Temperature-responsive liquid chromatography (TRLC) offers a promising alternative to reversed-phase liquid chromatography (RPLC) for environmentally friendly analytical techniques by utilizing pure water as a mobile phase, eliminating the need for harmful organic solvents. TRLC columns, packed with temperature-responsive polymers coupled to silica particles, exhibit a unique retention mechanism influenced by temperature-induced polymer hydration. An investigation of the physicochemical parameters driving separation at high and low temperatures is crucial for better column manufacturing and selectivity control. Assessment of predictability using a dataset of 139 molecules analyzed at different temperatures elucidated the molecular descriptors (MDs) relevant to retention mechanisms. Linear regression, support vector regression (SVR), and tree-based ensemble models were evaluated, with no standout performer. The precision, accuracy, and robustness of models were validated through metrics, such as r and mean absolute error (MAE), and statistical analysis. At (45,^{circ }hbox {C}), logP predominantly influenced retention, akin to reversed-phase columns, while at (5^{circ }hbox {C}), complex interactions with lipophilic and negative MDs, along with specific functional groups, dictated retention. These findings provide deeper insights into TRLC mechanisms, facilitating method development and maximizing column potential.

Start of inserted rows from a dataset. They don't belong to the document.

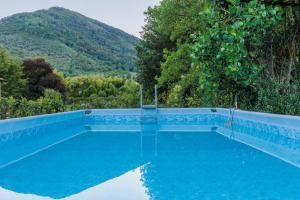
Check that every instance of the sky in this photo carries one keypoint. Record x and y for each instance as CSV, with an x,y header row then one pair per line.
x,y
127,15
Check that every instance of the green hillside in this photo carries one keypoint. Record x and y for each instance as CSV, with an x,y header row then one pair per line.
x,y
71,42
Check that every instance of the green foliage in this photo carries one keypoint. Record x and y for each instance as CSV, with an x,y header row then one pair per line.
x,y
51,102
220,50
40,76
72,43
274,97
11,71
164,49
102,92
228,53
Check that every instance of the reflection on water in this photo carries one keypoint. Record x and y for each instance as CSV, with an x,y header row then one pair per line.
x,y
151,165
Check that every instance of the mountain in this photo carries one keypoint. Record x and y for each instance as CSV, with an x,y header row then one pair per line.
x,y
71,42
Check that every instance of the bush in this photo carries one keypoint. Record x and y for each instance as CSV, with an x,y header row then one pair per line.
x,y
274,97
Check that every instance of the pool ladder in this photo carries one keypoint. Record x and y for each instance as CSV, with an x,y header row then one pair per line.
x,y
148,121
148,112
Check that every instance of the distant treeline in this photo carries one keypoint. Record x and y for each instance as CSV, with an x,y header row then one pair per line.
x,y
205,53
33,87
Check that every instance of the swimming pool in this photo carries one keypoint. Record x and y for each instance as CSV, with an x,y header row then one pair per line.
x,y
176,154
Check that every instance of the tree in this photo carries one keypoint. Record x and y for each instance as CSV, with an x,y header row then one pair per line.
x,y
12,72
40,76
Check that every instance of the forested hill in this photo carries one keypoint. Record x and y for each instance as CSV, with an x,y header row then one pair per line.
x,y
71,42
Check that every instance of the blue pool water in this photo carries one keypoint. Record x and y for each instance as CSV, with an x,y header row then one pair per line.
x,y
181,156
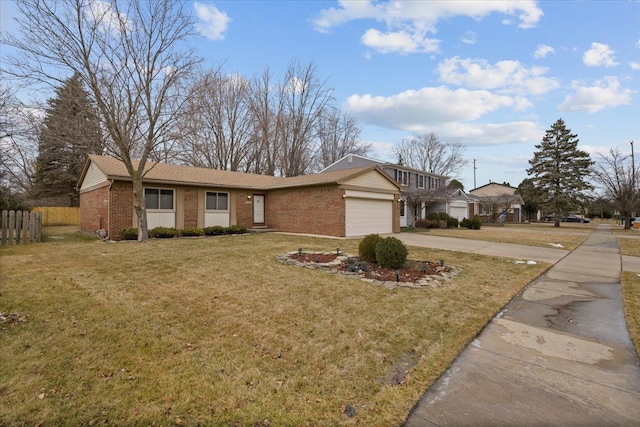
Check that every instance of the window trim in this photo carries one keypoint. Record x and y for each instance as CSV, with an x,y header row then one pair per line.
x,y
160,189
206,194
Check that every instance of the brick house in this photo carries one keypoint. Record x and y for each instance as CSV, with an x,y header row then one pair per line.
x,y
495,202
415,184
343,203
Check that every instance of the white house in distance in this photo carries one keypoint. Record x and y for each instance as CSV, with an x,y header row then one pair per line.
x,y
495,202
452,201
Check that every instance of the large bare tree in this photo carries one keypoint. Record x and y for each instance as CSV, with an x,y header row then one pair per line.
x,y
428,153
338,135
617,175
130,54
218,132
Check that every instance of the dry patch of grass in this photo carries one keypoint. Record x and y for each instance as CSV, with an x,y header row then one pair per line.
x,y
631,297
570,236
629,243
214,331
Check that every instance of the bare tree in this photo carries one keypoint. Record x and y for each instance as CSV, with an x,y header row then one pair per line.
x,y
304,98
131,55
615,173
218,131
267,110
427,153
338,135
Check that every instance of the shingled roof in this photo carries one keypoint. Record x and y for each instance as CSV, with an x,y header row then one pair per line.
x,y
166,173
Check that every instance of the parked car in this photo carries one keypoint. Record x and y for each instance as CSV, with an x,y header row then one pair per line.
x,y
576,218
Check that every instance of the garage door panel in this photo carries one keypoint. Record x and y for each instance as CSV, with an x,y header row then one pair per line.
x,y
366,216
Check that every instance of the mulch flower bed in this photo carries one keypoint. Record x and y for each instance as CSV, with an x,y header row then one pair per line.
x,y
411,272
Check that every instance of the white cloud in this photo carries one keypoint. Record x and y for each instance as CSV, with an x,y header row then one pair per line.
x,y
399,42
407,22
469,38
509,77
543,51
421,110
600,55
213,23
605,93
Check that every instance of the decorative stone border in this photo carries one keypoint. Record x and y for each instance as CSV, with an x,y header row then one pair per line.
x,y
432,281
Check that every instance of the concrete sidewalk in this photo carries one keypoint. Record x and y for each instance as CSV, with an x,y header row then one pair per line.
x,y
559,354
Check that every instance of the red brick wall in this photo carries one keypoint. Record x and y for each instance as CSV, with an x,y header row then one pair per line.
x,y
94,205
307,210
190,207
122,215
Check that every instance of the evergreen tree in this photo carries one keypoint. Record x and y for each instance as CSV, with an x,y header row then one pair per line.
x,y
559,170
70,132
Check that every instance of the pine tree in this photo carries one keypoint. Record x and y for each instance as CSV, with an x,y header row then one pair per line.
x,y
70,132
559,170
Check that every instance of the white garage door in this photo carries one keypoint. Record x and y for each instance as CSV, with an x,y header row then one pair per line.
x,y
367,216
459,212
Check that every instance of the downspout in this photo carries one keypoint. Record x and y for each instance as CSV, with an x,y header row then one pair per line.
x,y
109,210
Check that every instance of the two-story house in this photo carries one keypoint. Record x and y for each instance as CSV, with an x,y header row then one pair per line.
x,y
422,192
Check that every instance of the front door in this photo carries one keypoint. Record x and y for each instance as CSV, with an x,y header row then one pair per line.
x,y
258,209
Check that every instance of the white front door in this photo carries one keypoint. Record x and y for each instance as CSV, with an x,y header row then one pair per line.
x,y
258,208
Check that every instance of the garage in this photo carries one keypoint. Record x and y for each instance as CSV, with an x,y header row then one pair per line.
x,y
368,213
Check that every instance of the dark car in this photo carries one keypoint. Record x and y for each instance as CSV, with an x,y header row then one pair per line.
x,y
576,218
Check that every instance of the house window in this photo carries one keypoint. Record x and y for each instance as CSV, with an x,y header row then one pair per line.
x,y
158,199
217,201
402,177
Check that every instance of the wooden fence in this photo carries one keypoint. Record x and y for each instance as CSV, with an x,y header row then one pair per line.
x,y
21,227
59,216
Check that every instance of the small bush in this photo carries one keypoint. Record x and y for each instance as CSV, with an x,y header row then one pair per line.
x,y
433,216
128,234
452,222
192,232
163,232
391,253
236,229
474,223
367,247
215,230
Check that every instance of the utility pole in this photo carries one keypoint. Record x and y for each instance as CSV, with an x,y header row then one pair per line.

温度响应液相色谱法(TRLC)利用纯水作为流动相,无需使用有害的有机溶剂,是反相液相色谱法(RPLC)的理想替代品,可用于环保型分析技术。TRLC 色谱柱由温度响应聚合物和二氧化硅颗粒组成,受温度引起的聚合物水合作用影响,表现出独特的保留机制。研究驱动高温和低温分离的物理化学参数对于更好地制造色谱柱和控制选择性至关重要。利用在不同温度下分析的 139 种分子的数据集对可预测性进行评估,阐明了与保留机制相关的分子描述符 (MD)。对线性回归、支持向量回归(SVR)和基于树的集合模型进行了评估,没有发现突出的表现。通过r和平均绝对误差(MAE)等指标以及统计分析,对模型的精确度、准确性和稳健性进行了验证。在 $$45,^{circ }hbox {C}$ 时,logP 主要影响保留,类似于反相色谱柱,而在 $$5^{circ }hbox {C}$ 时,与亲脂性和负 MD 以及特定官能团的复杂相互作用决定了保留。这些发现深入揭示了 TRLC 的机理,有助于方法开发和最大限度地发挥色谱柱的潜力。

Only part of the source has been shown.